Después de salir del edificio, los tres caminamos en círculos por la calle hasta que Pavel decidió cambiar el rumbo hacia un parque cercano. La dinámica no cambió, siguiéndolo en círculos, él nos sostenía de la mano y llevaba la mochila de cada una sobre sus hombros, pero no decía absolutamente nada. 

—La maestra dijo que tenías algo importante que decirnos—, ella insistió —. ¿Es una sorpresa? 

Jana no era tan solo un año menor que yo, sino también totalmente diferente a mí, aunque las personas no solían notarlo.
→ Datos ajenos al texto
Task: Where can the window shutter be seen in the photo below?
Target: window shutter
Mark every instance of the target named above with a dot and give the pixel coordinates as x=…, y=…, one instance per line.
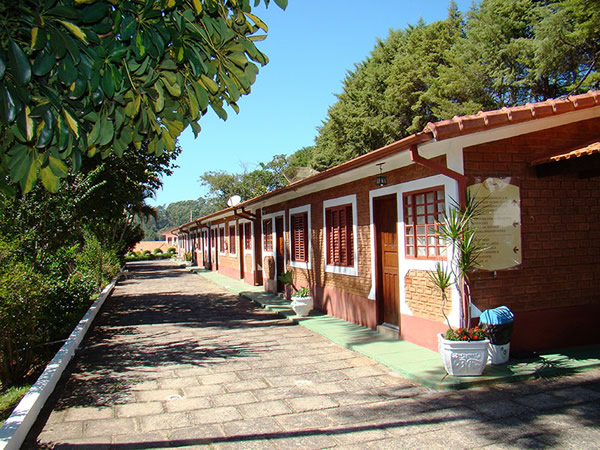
x=300, y=237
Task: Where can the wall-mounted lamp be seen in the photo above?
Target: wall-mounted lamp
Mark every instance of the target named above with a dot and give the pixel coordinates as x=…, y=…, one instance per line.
x=381, y=179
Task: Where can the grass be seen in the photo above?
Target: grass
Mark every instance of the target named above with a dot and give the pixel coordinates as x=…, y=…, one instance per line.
x=9, y=399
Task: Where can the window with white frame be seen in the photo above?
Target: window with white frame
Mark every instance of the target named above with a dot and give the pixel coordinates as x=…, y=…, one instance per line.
x=339, y=232
x=423, y=212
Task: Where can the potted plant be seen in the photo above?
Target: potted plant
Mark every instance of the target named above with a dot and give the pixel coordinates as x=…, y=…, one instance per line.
x=464, y=351
x=302, y=301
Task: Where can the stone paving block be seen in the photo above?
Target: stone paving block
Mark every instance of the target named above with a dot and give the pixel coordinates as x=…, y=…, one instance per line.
x=251, y=429
x=264, y=409
x=65, y=430
x=159, y=395
x=88, y=413
x=165, y=421
x=114, y=426
x=152, y=440
x=314, y=421
x=359, y=434
x=187, y=404
x=312, y=403
x=246, y=385
x=319, y=440
x=236, y=398
x=194, y=371
x=139, y=409
x=203, y=391
x=501, y=408
x=178, y=383
x=540, y=401
x=150, y=385
x=219, y=378
x=215, y=415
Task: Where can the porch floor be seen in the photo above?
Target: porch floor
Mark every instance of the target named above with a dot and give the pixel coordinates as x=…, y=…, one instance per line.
x=409, y=360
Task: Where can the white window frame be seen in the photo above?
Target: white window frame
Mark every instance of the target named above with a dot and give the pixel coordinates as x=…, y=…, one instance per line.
x=299, y=210
x=229, y=238
x=332, y=268
x=221, y=228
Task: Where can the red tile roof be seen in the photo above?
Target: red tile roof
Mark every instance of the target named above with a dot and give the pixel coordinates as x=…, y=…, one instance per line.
x=585, y=151
x=445, y=129
x=459, y=126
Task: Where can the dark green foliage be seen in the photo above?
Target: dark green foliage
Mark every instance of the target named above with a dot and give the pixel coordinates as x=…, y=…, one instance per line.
x=501, y=53
x=89, y=77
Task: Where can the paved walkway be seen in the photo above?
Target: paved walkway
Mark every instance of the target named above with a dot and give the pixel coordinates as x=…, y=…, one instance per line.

Tan pronto pusimos un pie dentro de este lugar, percibí sus mejillas infladas y su mirada contenta... ella creía que esta salida repentina era por diversión y sus ansias por jugar en el tobogán que acabábamos de pasar y que nuevamente miraba con intensidad, la delataban. 

Yo no veía las cosas de esa manera. 

Pavel no había dicho ni una palabra en este tiempo y tampoco se atrevía a mirarnos directo a la cara; aunque no volvió a llorar tras la solitaria gota que vi, el dolor en su rostro era evidente. Algo andaba mal. 

—Tengo malas noticias —, inició, luego de un rato sin respuesta—. Solo no quiero que se asusten, por favor. 

—Está bien, pero ¿nos dejaras subir a los juegos? 

Por una fracción de segundo una sonrisa cansada se plasmó en sus labios y una vez más el silencio se hizo presente por un largo momento. Nada nos preparó para lo siguiente. 

—Papá murió, niñas. 

Muchas cosas habían pasado por mi mente, pero ninguna se acercaba a lo que había dicho. No hubo reacción, no sentí nada más que el tiempo deteniéndose en esas tres palabras... ¿qué significaban?